The higher inflation figures strengthen expectations that the Federal Reserve will pause further interest rate cuts at its late January meeting. Market data shows that investors have largely priced in a maintenance of the current key interest rate.

Parallel to inflation concerns, the criminal investigation against Jerome Powell announced on Friday has further unsettled markets. The investigations, initiated by President Donald Trump, have raised concerns about the independence of the central bank.

Market observers see this as a key reason for increasing caution among equity investors. While traditional risk assets suffer under these circumstances, Bitcoin and precious metals benefit from the search for alternative stores of value. The expected Supreme Court decision on international trade tariffs did not materialize on Wednesday, as the court does not announce judgment dates in advance.

The Bitcoin rally has also driven stocks of companies with significant Bitcoin holdings — so-called Treasury companies — higher. Strategy, the largest Bitcoin Treasury company, recorded a price increase of more than 8 percent, while KindlyMD gained 10 percent. In Asia, Metaplanet, the region’s leading Bitcoin company, rose 15 percent in Tokyo trading. Strive gained 7 percent after Semler Scientific shareholders approved the acquisition. This development stands in stark contrast to weakness in technology stocks, where the Invesco QQQ Trust, which tracks the Nasdaq 100 Index, declined by more than 1 percent.

Gold is now trading near 4,600 US dollars per ounce, while silver has exceeded the 91 US dollar mark.

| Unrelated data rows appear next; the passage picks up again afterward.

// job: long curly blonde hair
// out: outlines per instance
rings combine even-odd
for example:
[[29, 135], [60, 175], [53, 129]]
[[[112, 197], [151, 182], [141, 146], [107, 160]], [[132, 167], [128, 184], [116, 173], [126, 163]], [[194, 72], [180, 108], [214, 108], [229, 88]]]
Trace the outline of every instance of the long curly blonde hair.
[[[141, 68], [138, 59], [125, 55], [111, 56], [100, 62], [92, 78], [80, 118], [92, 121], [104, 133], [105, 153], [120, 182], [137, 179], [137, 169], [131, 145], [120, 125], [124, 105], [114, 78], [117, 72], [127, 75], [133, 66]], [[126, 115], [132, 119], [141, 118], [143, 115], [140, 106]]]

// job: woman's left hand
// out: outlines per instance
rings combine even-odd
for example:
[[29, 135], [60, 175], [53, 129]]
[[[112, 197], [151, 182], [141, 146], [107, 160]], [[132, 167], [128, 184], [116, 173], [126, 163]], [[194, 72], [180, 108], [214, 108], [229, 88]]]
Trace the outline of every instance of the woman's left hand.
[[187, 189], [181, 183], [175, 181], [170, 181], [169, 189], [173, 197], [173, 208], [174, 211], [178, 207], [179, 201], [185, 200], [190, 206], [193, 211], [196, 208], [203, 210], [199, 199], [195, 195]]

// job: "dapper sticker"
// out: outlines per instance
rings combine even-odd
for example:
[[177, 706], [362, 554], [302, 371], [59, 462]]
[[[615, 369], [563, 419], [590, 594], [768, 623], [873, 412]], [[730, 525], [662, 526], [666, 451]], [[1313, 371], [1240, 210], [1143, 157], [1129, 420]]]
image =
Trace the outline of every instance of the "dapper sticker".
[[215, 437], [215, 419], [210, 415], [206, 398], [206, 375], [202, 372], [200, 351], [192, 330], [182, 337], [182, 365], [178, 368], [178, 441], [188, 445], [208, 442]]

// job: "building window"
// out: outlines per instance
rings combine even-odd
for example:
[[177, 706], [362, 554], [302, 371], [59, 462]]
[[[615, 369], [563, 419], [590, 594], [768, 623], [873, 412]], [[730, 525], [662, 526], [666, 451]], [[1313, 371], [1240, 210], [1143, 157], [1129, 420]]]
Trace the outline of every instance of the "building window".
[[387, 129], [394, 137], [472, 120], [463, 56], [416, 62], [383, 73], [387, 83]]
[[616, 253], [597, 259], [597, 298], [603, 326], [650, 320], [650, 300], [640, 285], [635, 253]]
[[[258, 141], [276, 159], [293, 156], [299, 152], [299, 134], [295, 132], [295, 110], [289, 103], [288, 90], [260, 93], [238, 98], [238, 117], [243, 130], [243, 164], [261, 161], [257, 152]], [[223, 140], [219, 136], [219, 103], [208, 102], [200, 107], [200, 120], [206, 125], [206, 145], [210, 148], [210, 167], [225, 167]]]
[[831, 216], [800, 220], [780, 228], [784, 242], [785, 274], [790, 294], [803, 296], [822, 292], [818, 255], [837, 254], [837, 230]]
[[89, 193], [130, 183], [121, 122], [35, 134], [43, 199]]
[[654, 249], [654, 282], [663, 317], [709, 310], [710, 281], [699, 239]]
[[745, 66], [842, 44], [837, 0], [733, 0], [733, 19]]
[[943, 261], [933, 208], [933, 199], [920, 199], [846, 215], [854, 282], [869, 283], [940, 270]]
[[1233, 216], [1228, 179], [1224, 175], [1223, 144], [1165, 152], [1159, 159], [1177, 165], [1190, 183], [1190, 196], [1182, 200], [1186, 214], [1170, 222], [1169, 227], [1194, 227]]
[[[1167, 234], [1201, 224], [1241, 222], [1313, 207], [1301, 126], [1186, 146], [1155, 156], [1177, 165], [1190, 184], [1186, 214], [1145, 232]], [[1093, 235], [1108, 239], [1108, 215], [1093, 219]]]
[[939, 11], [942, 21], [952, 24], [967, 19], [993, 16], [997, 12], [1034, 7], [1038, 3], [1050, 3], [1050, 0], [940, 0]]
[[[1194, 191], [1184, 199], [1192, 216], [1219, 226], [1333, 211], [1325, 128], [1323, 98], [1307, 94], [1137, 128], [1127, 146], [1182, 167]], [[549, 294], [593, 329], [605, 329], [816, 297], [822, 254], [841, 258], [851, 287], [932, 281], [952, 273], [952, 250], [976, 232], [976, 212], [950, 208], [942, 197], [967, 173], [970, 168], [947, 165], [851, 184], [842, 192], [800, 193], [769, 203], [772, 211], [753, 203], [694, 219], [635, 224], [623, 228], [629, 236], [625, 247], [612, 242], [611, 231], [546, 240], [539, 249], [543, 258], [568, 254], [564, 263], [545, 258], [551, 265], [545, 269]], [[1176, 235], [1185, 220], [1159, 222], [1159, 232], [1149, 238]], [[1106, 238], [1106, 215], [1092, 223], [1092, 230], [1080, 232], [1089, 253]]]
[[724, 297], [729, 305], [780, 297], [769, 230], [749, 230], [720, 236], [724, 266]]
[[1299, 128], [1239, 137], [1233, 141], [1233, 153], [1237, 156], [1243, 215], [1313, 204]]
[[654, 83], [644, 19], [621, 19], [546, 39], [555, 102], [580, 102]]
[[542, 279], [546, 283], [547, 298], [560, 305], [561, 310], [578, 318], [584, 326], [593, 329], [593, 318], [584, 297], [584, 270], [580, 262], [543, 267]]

Analysts increasingly view targets of 5,000 US dollars for gold and 100 US dollars for silver as achievable. The divergence between asset classes is becoming increasingly pronounced: while the QQQ ETF has remained virtually unchanged since the start of the year, Bitcoin has gained around 10 percent over the same period. Market experts attribute this shift to growing concerns about domestic policy measures and the increasing international involvement of the United States. Markets are being pulled in multiple directions, with geopolitical tensions, trade policy uncertainties, and concerns about central bank independence dominating sentiment.